This fact sheet is for anyone considering using a ladder or stepladder at work. It provides information to help you work safely while using them.
Is a ladder the right tool for carrying out your job safely?
Ladders are primarily a means of access to carry out light tasks that are of short duration, for example changing a light bulb or touching up paint. They do not offer any protection from a fall.
Consider control measures when selecting the best way to work at height.
- Eliminate the chances of a fall by doing as much preparation work as possible on the ground.
- Minimise the risk of a fall by taking actions to prevent it. For example, isolate the worker from the risk by
using scaffolds and edge protection.
A person conducting a business or undertaking must seek the views of their workers and their representatives when working out how to deal with work risks. Workers can provide technical and operational knowledge on identifying, assessing and eliminating/minimising risks.
Checking and setting up your ladder or stepladder
Choose the correct type of ladder for the task. For example, make sure it is the right height or style for the task, and use non-conductive ladders in areas where there are electrical hazards.
Before using ladders or stepladders, check they are in good condition. There should be no loose rivets, no splits in the stiles, and all safety components should work correctly.
Ensure the person setting up the ladder or stepladder has been trained or supervised to work safely. They should be set up away from hazards and account for weather conditions, for example not being near power lines in very wet or windy weather.

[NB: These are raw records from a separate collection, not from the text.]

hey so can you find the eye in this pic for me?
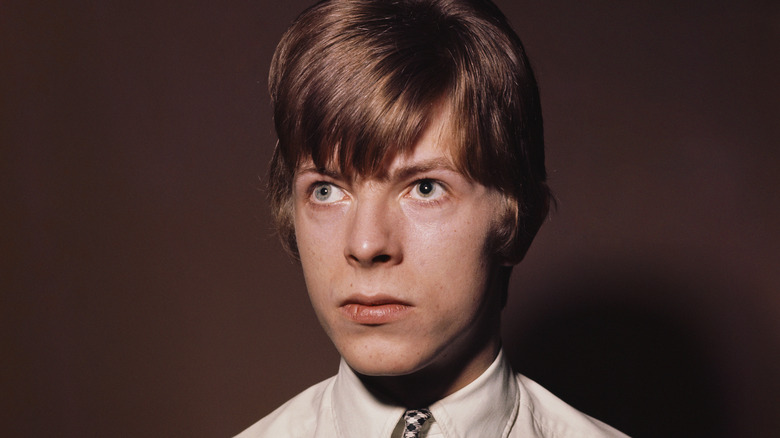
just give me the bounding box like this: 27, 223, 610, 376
310, 182, 346, 204
409, 179, 445, 200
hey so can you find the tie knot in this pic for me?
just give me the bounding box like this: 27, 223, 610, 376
403, 409, 432, 438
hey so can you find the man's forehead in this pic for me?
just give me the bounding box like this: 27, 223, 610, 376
294, 105, 463, 180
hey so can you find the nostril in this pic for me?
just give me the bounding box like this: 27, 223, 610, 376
372, 254, 391, 263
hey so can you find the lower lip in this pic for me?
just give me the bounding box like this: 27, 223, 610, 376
340, 303, 411, 325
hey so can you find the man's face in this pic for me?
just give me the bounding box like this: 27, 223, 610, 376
292, 108, 506, 380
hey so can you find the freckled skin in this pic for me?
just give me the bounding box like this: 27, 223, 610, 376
292, 108, 507, 406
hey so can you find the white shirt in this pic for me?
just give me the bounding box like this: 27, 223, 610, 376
235, 350, 628, 437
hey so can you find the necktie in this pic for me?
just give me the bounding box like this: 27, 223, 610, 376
402, 409, 432, 438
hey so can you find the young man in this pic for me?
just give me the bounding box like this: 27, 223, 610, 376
238, 0, 627, 436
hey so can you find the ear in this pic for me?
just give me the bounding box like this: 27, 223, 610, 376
489, 195, 521, 266
496, 191, 550, 266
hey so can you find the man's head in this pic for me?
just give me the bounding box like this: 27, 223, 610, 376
267, 0, 550, 402
269, 0, 550, 265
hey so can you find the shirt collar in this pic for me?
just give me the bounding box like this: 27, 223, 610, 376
428, 349, 519, 437
331, 350, 519, 438
332, 359, 405, 437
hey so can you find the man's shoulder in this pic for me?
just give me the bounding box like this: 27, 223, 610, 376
233, 376, 336, 438
513, 373, 629, 438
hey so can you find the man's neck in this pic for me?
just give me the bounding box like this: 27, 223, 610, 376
356, 333, 501, 408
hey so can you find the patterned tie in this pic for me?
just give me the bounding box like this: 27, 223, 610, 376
402, 409, 432, 438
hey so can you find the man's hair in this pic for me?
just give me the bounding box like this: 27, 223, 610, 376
268, 0, 550, 263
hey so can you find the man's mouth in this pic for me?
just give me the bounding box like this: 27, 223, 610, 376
339, 295, 411, 325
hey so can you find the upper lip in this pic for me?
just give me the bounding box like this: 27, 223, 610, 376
339, 294, 411, 307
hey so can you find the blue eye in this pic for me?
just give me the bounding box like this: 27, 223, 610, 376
314, 184, 331, 201
311, 182, 345, 203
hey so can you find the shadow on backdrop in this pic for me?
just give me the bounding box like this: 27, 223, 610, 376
505, 271, 732, 438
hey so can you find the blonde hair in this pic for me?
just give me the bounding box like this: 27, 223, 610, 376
268, 0, 550, 263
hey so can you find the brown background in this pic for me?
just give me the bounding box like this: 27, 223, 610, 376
2, 0, 778, 436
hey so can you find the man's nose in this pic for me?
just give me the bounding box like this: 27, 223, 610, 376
344, 197, 403, 268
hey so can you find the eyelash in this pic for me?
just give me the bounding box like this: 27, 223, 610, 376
307, 181, 347, 205
303, 178, 449, 207
406, 178, 448, 205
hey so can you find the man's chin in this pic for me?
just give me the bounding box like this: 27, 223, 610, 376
343, 354, 427, 378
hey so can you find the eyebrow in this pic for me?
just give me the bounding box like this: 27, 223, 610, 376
295, 158, 460, 183
296, 165, 341, 180
389, 158, 459, 182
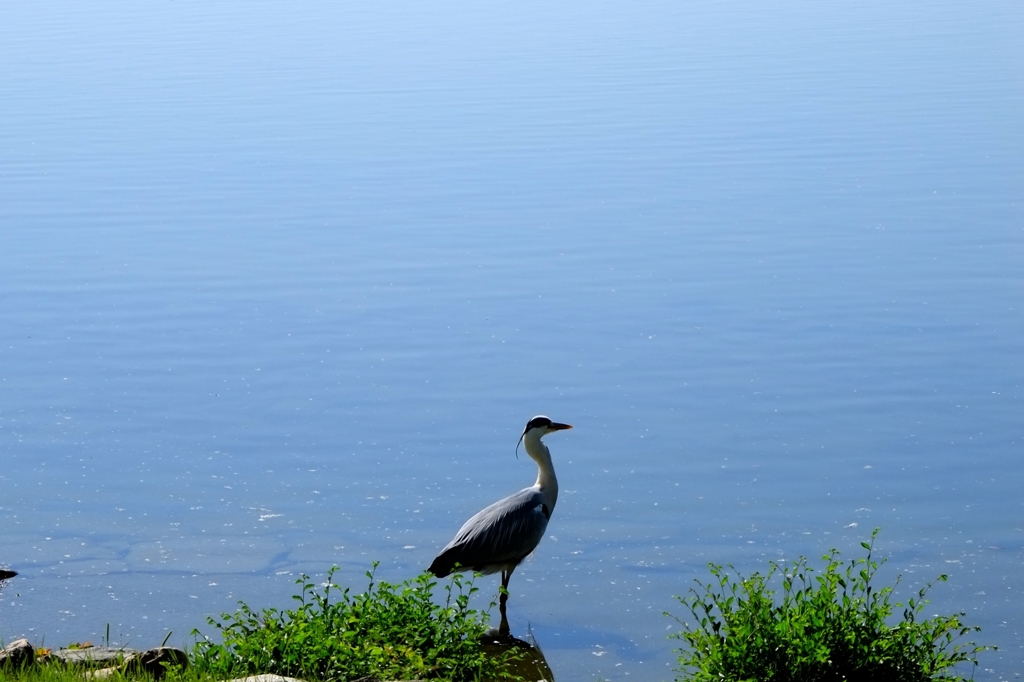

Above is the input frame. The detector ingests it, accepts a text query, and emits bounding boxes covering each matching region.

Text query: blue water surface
[1,1,1022,679]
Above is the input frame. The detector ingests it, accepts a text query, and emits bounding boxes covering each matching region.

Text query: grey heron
[428,415,573,635]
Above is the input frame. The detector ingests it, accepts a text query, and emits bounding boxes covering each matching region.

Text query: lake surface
[1,0,1022,679]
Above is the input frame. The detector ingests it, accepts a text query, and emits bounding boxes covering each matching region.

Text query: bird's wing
[430,487,551,575]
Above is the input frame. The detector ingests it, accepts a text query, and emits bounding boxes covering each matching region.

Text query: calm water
[2,1,1022,679]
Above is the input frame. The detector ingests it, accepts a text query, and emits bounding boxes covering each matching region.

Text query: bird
[428,415,573,636]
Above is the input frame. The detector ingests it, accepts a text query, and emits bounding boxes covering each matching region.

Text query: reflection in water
[480,628,554,682]
[0,570,16,597]
[0,573,14,607]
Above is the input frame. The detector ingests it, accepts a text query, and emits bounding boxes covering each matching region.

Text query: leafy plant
[668,529,991,681]
[190,565,516,682]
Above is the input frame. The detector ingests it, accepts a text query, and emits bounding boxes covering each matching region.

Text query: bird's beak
[550,422,573,431]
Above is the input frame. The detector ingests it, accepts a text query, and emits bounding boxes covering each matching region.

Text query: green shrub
[668,530,990,681]
[190,565,514,682]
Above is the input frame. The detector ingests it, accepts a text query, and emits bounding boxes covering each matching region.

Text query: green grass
[668,530,991,681]
[2,566,518,682]
[2,534,994,682]
[189,565,517,682]
[0,666,116,682]
[0,664,225,682]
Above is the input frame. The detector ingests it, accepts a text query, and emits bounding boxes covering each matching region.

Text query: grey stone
[0,639,34,669]
[52,646,136,667]
[123,647,188,678]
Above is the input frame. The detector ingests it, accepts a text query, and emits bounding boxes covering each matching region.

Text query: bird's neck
[525,437,559,509]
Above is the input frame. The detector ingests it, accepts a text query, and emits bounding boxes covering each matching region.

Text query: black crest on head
[516,415,552,458]
[525,416,552,432]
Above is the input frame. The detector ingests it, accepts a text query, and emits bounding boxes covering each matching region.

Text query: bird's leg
[498,569,511,639]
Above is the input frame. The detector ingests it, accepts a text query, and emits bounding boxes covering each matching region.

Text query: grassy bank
[2,531,992,681]
[190,565,516,682]
[2,567,520,682]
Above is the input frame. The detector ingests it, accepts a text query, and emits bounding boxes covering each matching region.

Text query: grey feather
[428,487,551,577]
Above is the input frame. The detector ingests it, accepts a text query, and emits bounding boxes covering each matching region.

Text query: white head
[516,415,573,457]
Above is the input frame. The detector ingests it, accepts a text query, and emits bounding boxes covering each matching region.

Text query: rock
[123,647,188,678]
[52,646,136,667]
[0,569,16,580]
[81,647,187,680]
[0,639,34,669]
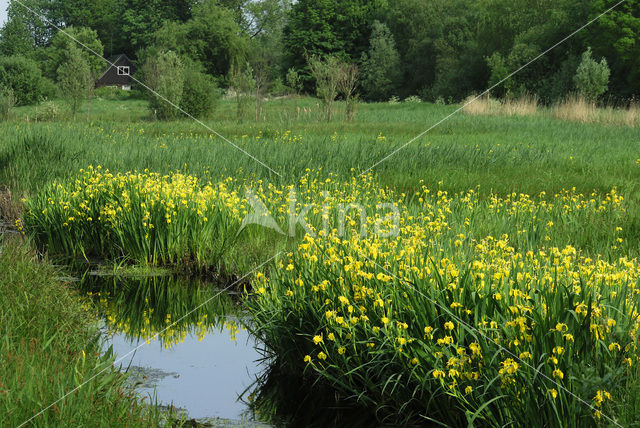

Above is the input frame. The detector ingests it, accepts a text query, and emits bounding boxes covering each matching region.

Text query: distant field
[4,96,640,198]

Remember these safety steps when using a ladder
- Secure the ladder at the top and bottom to prevent it slipping sideways or outwards - some ladders have
- If a ladder cannot be secured, have a second person provide footing for added stability.

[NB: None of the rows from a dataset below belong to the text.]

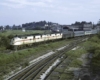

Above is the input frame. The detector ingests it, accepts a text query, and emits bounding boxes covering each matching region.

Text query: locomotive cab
[10,37,22,46]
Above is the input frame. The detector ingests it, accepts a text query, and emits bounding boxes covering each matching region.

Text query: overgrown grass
[60,72,74,80]
[82,34,100,73]
[65,48,85,68]
[0,30,46,36]
[57,43,87,79]
[66,48,87,59]
[69,59,82,67]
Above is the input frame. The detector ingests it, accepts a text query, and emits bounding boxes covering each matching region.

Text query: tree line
[0,21,55,30]
[1,20,99,31]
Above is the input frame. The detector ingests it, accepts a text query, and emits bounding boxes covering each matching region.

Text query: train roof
[14,33,41,37]
[14,32,62,38]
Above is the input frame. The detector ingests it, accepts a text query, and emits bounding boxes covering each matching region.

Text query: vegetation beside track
[0,38,72,80]
[48,40,87,80]
[65,47,86,67]
[82,34,100,74]
[55,44,87,80]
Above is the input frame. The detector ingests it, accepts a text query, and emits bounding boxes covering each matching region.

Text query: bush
[69,59,82,67]
[60,73,73,80]
[90,36,100,43]
[0,47,6,51]
[0,34,12,50]
[66,48,86,58]
[84,34,100,73]
[22,61,29,68]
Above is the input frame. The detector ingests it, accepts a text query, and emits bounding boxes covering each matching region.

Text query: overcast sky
[0,0,100,26]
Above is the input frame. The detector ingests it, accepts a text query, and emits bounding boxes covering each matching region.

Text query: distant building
[62,25,79,31]
[0,26,5,31]
[83,23,93,30]
[96,25,100,33]
[51,24,62,33]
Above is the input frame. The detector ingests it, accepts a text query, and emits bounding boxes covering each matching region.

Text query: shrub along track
[7,37,87,80]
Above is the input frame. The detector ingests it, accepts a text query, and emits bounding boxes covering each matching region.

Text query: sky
[0,0,100,26]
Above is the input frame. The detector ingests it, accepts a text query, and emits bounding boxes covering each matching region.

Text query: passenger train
[10,33,63,46]
[10,29,99,47]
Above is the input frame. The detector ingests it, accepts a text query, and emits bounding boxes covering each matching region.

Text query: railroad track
[7,37,88,80]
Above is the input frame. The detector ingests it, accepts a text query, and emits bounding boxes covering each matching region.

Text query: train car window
[68,29,73,31]
[63,27,69,29]
[74,29,79,31]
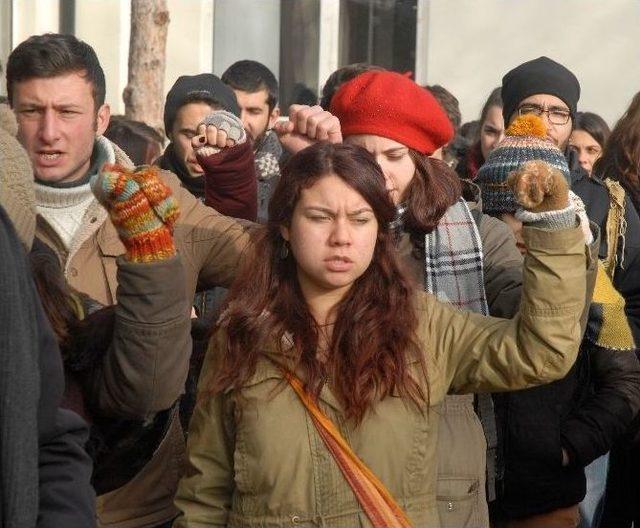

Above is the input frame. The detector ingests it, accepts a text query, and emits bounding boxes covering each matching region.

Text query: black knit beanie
[501,56,580,125]
[164,73,240,137]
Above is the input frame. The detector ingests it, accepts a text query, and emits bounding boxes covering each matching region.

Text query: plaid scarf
[409,197,489,315]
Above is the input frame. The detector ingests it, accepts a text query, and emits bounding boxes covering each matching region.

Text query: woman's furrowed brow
[303,206,373,215]
[383,146,408,155]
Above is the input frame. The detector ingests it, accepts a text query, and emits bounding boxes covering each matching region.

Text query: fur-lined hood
[0,103,36,250]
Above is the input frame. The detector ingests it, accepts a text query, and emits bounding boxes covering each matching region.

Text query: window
[279,0,320,109]
[339,0,417,74]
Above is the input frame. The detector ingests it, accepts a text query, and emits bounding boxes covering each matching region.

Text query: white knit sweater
[35,136,115,249]
[35,184,96,249]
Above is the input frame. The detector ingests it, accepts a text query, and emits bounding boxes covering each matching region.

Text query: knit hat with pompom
[475,114,570,215]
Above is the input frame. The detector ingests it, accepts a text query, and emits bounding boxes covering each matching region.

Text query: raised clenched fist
[507,160,569,213]
[273,104,343,154]
[91,164,179,262]
[192,110,247,157]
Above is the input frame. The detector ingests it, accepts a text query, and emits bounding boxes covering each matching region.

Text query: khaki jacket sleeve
[174,331,235,528]
[173,180,253,290]
[423,226,588,394]
[93,255,192,419]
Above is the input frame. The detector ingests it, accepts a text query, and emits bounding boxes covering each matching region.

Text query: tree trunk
[123,0,169,132]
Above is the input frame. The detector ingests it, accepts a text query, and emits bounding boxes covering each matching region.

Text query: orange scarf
[285,372,413,528]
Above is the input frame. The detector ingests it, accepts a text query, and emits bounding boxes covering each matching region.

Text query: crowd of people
[1,32,640,528]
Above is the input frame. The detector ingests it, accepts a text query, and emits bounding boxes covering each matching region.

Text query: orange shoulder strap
[284,371,413,528]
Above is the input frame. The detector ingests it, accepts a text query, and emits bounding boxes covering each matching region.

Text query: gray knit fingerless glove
[568,190,594,245]
[195,110,247,157]
[515,203,577,230]
[515,190,594,246]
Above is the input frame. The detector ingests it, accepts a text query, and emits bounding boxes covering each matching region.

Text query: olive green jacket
[174,226,588,528]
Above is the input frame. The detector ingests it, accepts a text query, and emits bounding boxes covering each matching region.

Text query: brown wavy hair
[593,93,640,207]
[210,142,427,422]
[403,152,462,255]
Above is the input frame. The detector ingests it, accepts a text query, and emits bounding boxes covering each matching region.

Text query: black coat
[0,206,39,528]
[36,302,96,528]
[599,406,640,527]
[493,340,640,519]
[491,159,640,518]
[570,152,640,345]
[0,207,95,528]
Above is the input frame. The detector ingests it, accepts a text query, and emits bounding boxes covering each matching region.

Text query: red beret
[330,71,454,155]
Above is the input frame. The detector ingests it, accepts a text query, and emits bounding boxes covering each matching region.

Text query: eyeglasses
[517,104,571,125]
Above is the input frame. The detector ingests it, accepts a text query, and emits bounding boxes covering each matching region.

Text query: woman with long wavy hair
[593,94,640,212]
[173,140,587,528]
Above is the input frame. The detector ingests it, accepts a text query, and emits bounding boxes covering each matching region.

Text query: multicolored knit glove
[91,164,179,263]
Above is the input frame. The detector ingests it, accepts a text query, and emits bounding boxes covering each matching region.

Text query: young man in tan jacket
[6,33,253,528]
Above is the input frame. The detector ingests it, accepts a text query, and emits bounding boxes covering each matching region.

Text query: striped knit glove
[91,164,179,263]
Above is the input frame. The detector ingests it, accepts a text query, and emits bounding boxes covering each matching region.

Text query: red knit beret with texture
[330,70,454,155]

- Footing a ladder means having a second person physically hold the base of the ladder while it is in use. This should only be considered, following a risk assessment, if other means of safely securing the ladder cannot be achieved.
- Place straight ladders 1m out at the base for every 4m of height for stability.

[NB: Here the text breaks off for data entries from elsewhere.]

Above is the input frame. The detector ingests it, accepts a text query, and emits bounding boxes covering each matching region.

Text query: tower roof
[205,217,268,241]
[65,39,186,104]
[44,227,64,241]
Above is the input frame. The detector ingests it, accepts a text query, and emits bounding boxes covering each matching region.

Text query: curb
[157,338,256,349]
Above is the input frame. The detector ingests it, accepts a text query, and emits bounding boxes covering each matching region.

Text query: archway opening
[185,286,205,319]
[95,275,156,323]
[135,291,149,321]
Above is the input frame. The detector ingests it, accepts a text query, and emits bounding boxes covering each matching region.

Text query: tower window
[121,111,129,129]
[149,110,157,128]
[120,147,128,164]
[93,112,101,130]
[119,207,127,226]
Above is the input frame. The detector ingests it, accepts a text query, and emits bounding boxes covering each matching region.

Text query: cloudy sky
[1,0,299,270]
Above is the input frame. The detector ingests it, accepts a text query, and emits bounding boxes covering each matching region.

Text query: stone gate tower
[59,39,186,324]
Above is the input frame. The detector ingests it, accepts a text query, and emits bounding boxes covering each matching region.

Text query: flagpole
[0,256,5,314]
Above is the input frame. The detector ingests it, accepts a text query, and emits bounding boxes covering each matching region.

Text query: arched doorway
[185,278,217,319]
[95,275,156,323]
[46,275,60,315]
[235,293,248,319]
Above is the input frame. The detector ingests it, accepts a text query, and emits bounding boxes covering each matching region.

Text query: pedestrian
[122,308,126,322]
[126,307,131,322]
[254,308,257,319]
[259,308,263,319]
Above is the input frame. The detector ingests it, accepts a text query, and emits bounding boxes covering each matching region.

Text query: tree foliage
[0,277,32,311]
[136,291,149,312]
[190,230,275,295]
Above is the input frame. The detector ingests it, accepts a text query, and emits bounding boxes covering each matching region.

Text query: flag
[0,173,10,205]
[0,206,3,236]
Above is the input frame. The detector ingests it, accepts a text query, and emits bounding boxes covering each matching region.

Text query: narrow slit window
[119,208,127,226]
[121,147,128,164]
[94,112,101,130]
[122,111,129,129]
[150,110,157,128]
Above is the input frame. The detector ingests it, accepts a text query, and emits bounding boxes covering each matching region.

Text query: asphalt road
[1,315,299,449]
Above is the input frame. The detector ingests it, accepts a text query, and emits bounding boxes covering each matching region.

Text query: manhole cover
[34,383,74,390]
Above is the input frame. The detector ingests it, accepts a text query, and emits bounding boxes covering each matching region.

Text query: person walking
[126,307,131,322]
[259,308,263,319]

- Stop at the third step from the top of a straight ladder. A person standing higher may lose their balance and fall.
- Do not exceed the rated safe working load of the ladder.
- Do not overreach – keep the centre of your torso within the stiles and both feet on the same rung while working.
- Carry tools on a tool belt. Do not rest tools or other items on the steps or hang them from the rungs.
- Ladders should be of industrial rating (minimum 120kg) and meet, or exceed, the requirements of the relevant AS/NZS 1892 Portable ladders standard.
- Ladders should be clearly labelled, structurally sound, and not covered in chemicals or other materials.
Keep three points of contact on the ladder at all times for safety, in case you slip. For example, holding on with any of your feet or hands, and including bracing your body (like your knees or chest) against the ladder when you briefly need two hands free.
Tips for working safely from stepladders
- Ensure that the stepladder is set up on stable ground, and all the stabilising stays and locking clips or locking arms are engaged securely.
- Ensure the stepladder is at least 4m clear of power lines.
- Have the steps facing the work activity.
- Avoid standing on the top two steps of the stepladder. This makes it unstable and prone to tipping over.
- Avoid side-on loading work (for example, drilling side-on through bricks or concrete).
- Where side-on loading cannot be avoided, prevent the stepladder from tipping over by tying the steps to a secure point. If this cannot be done, use access equipment that is more suitable.
- Avoid holding items when climbing and use a tool belt.